I cracked my knuckles, shaking my head. There was no point in lying. I supposed Marla knew it wasn’t easy to find her replacement, but I wasn’t ready for another Find a Nursing Home lecture.

“Don’t worry. I’ll figure it out.”

She nodded, entering my room and closing the door behind her. Uh-huh. That couldn’t be good. Just when Grams was beginning to eat regularly again, after figuring out she couldn’t sneak cracklins to her room for eternity.

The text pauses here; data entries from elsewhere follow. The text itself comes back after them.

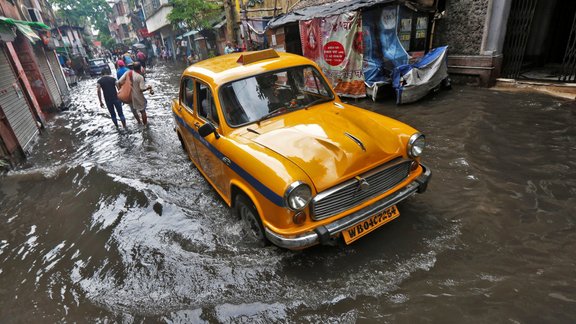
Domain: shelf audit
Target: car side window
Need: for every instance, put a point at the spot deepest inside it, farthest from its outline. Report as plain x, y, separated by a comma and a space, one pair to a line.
187, 95
206, 105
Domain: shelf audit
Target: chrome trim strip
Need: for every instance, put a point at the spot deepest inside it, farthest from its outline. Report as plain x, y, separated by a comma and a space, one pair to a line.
334, 228
351, 182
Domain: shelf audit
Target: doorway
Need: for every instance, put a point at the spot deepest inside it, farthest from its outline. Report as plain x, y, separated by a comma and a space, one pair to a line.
540, 41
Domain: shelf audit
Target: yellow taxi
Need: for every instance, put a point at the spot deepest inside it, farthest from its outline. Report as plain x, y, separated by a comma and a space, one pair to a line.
298, 166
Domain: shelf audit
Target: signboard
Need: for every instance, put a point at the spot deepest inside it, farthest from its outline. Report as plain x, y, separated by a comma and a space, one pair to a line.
335, 44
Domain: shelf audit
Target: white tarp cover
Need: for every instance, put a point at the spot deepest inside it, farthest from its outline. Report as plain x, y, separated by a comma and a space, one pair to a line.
414, 81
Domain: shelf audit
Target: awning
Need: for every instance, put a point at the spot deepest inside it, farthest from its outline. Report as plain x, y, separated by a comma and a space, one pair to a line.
220, 24
190, 33
326, 10
6, 33
25, 27
32, 24
28, 32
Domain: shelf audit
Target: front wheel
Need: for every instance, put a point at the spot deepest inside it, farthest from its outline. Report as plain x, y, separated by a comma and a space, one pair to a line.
247, 212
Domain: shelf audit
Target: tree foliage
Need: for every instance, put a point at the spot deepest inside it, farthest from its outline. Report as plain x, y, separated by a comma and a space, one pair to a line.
196, 14
93, 12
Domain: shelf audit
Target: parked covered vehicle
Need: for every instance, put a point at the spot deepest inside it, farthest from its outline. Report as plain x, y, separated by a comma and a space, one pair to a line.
96, 66
299, 166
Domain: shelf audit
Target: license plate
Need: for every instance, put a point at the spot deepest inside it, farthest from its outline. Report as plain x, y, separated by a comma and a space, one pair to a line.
355, 232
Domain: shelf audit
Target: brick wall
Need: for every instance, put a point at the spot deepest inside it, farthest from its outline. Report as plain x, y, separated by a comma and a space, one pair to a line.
462, 27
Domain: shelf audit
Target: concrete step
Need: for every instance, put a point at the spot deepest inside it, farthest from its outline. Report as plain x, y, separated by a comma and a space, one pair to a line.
558, 89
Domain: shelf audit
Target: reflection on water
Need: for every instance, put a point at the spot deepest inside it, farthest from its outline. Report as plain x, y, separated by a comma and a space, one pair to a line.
116, 225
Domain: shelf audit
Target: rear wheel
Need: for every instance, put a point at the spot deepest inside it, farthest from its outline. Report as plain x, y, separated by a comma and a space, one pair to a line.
247, 212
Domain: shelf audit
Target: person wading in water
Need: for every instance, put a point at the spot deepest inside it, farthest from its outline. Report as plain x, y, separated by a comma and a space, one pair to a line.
107, 84
139, 102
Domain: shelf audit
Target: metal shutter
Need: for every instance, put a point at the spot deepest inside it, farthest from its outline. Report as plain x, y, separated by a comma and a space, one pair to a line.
45, 70
14, 104
53, 60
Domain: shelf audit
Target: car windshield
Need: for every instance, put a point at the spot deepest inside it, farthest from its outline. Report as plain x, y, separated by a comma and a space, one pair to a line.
266, 95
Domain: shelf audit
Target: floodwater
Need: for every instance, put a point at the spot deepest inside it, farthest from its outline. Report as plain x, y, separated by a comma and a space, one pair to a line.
101, 225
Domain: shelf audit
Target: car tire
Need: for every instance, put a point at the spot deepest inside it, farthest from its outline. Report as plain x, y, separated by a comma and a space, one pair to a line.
246, 211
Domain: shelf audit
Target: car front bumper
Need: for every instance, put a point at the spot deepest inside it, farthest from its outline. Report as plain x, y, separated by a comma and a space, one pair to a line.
325, 234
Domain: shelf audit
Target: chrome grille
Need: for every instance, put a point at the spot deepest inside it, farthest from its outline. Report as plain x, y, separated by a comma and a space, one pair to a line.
347, 195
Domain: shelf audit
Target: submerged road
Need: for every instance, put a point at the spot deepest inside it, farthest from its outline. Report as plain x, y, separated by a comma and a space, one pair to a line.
106, 225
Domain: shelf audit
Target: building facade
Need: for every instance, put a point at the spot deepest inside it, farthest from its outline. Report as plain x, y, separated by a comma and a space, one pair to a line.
32, 83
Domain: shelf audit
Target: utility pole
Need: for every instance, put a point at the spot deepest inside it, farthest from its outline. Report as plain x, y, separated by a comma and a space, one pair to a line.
230, 11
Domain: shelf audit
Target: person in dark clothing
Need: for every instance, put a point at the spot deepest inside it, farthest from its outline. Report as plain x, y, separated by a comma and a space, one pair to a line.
107, 84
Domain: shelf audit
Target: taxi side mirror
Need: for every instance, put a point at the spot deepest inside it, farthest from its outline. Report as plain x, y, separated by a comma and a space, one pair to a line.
208, 129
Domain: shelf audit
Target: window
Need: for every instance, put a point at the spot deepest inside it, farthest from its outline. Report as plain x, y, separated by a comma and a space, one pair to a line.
206, 104
187, 95
270, 94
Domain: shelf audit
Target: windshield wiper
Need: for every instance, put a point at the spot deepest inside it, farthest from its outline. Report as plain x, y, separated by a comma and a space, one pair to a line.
272, 114
317, 101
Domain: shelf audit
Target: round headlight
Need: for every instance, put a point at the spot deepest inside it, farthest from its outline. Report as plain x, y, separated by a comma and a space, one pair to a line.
297, 196
416, 145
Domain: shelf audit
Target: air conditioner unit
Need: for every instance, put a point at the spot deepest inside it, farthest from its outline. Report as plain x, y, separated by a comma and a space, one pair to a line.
35, 15
25, 12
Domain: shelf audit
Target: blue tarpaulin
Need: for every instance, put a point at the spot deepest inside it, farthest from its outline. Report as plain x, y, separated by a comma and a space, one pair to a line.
413, 81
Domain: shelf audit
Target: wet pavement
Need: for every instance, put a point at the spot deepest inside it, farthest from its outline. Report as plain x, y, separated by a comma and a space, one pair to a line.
102, 225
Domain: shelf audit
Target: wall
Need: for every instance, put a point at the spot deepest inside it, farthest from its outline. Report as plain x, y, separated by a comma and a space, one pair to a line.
462, 27
158, 19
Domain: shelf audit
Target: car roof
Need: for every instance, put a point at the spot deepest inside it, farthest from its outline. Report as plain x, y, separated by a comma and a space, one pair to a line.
226, 68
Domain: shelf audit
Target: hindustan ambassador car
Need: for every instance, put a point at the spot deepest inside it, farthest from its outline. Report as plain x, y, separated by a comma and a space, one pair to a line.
299, 166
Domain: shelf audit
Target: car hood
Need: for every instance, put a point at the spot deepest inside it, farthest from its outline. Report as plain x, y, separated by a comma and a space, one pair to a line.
332, 142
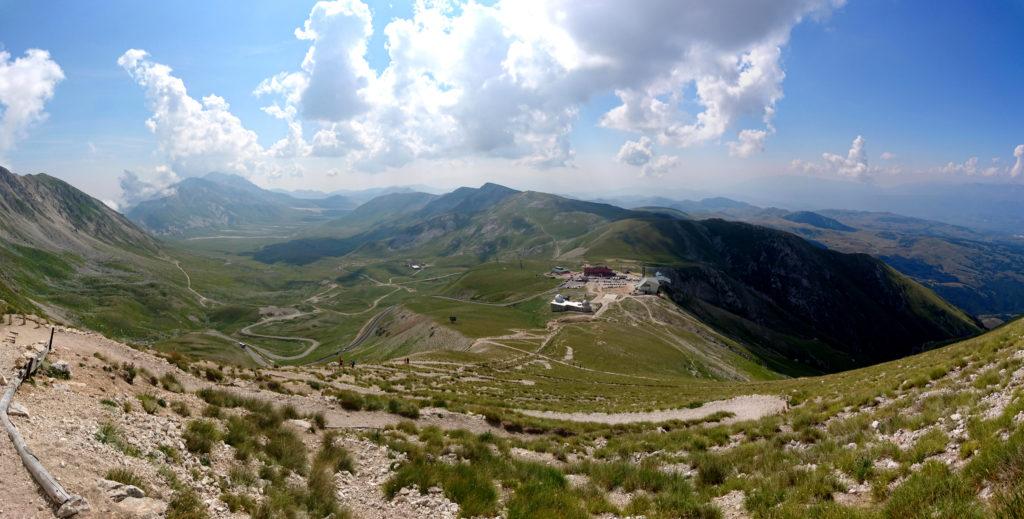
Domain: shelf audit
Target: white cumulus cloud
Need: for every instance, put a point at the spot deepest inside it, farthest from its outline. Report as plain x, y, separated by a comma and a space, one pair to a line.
508, 80
196, 136
641, 154
135, 189
750, 142
26, 84
1018, 168
853, 165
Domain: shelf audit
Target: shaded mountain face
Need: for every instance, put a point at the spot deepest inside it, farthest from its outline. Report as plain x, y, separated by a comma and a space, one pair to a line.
979, 271
218, 201
68, 256
44, 212
817, 220
807, 307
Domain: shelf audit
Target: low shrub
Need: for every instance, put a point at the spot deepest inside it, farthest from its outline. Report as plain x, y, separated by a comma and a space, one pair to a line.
201, 435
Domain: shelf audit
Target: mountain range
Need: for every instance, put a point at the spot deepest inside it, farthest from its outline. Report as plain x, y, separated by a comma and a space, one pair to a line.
977, 270
788, 297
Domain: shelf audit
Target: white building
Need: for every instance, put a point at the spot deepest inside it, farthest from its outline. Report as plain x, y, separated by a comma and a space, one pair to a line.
561, 304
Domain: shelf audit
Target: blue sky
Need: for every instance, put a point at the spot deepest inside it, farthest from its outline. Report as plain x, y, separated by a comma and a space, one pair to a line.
932, 83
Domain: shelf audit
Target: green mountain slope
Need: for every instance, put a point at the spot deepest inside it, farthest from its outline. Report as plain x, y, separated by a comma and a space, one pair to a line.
976, 270
223, 202
802, 307
797, 301
482, 223
67, 255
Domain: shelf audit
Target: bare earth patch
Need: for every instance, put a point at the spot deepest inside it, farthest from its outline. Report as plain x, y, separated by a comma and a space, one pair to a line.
743, 407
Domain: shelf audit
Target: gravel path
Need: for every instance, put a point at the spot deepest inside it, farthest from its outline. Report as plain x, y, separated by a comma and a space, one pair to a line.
19, 495
743, 407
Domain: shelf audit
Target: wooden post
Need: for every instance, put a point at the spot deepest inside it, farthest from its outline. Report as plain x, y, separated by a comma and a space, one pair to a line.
68, 504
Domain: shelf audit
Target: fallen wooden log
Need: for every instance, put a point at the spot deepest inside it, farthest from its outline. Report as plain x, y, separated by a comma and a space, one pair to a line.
68, 504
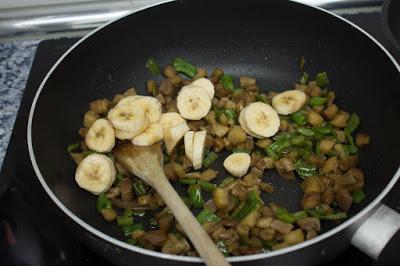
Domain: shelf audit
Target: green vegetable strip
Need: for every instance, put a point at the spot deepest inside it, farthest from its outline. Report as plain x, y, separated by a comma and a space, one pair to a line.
207, 186
358, 196
322, 79
304, 78
222, 248
73, 146
152, 65
299, 119
139, 187
227, 180
129, 229
195, 196
124, 221
253, 203
317, 101
210, 158
184, 67
207, 216
353, 123
188, 181
103, 202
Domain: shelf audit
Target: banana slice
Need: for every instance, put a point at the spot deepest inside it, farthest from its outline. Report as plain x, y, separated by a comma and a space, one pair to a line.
173, 135
128, 118
188, 141
124, 135
128, 100
149, 136
205, 84
100, 136
193, 103
261, 119
289, 102
171, 119
199, 141
237, 164
96, 173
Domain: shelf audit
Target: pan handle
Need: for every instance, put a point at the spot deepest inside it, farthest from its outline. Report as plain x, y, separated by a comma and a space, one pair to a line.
379, 236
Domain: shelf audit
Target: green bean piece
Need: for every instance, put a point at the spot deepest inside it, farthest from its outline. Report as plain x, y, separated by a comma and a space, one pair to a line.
139, 187
299, 119
305, 170
304, 78
195, 196
227, 181
305, 131
129, 229
300, 215
152, 65
207, 216
124, 221
187, 181
322, 79
139, 213
283, 215
103, 202
73, 146
358, 196
128, 213
222, 248
252, 203
207, 185
317, 101
353, 123
210, 159
184, 67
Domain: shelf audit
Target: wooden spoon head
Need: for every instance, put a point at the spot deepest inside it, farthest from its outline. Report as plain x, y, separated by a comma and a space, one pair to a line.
145, 162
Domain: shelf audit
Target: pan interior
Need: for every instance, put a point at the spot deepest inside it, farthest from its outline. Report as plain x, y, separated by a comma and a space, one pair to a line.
263, 39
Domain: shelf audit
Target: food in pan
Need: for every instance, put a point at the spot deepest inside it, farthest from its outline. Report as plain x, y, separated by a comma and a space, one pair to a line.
300, 133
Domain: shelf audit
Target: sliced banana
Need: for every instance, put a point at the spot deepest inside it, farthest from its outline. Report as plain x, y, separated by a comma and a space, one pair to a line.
193, 103
289, 102
199, 141
96, 173
237, 164
128, 100
173, 135
124, 135
128, 118
100, 136
261, 119
205, 84
149, 136
171, 119
188, 141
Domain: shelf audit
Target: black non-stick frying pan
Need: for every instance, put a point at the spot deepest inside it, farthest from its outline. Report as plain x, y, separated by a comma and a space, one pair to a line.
264, 39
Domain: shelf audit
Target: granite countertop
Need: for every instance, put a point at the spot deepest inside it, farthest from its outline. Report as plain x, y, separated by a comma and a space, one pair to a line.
15, 62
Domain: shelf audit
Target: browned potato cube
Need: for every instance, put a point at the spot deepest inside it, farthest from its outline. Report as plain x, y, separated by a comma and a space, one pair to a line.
340, 119
362, 139
314, 119
330, 112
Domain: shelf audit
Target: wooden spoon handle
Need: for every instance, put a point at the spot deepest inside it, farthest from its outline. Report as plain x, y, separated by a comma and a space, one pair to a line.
199, 237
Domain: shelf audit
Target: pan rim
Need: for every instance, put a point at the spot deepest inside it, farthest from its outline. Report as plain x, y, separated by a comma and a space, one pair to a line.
121, 244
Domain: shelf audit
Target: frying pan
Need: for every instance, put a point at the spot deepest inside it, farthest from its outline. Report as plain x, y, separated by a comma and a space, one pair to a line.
264, 39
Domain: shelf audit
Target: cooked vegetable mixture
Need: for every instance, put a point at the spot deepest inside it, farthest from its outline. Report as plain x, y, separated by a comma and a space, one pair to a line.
299, 133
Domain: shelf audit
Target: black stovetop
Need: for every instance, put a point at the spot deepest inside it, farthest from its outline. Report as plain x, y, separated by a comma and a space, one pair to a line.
31, 231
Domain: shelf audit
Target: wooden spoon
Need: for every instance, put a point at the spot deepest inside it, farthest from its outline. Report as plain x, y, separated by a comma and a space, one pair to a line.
147, 164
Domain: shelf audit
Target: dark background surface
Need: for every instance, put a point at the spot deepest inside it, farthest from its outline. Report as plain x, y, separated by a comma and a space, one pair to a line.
41, 240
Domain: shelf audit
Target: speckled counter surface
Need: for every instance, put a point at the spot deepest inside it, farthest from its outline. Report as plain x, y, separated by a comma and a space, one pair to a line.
15, 62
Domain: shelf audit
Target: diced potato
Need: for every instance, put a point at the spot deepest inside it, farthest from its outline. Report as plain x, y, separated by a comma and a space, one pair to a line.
362, 139
314, 119
340, 119
294, 237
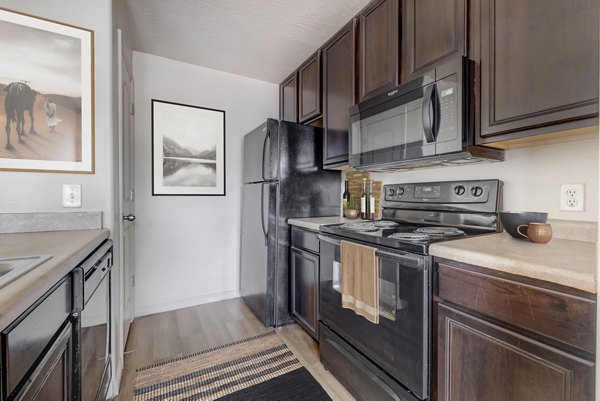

“There’s something I need to tell you.” She perched awkwardly on the edge of my bed.

“Yeah?”

“The old bat has been refusing to go out on our walks. She is not getting any physical activity. I think she is depressed.”

“Depressed?” I echoed.

“Ya know, down. Whatever those psychiatrist people call it. I don’t think it’s a phase. This rough patch is not going to go away, honey pie. I’ve seen this happenin’ over and over, taking care of folks her age. She needs to be medicated. Properly.”

No shit, I wanted to scream until my throat parched. I can’t drag her butt to the doctor’s office.

But I just smiled, as I always did, nodding.

“Thank you, Marla. I’ll handle it.”

A few days later, Professor McGraw called me into her office again.

“I’ll make it swift.” She breezed into the snug room, her signature scent of incense and honey wafting behind her. She took a seat in front of me, entwining her fingers together.

“I decided not to give you an extension on the performance part of your exam this semester, Miss Shaw. Which means, you’ll have to find a way to get into A Streetcar Named Desire and actually go onstage, or you will be failing my class this semester. Mr. Finlay is well aware of the situation. I’ve spoken to him, and he said he is looking forward to sorting this out with you. I’m sorry, Grace, but consider this a favor from me to you. You must face your fears and move forward. Getting on that stage will liberate you. Whatever happened to you …” She shook her head, closing her eyes. “You cannot let it define you. Or stop you. Not anymore. Anxiety is a hungry beast. Feed it, and it will grow. Starve it, and it will die. This is my final decision. I’m sorry.”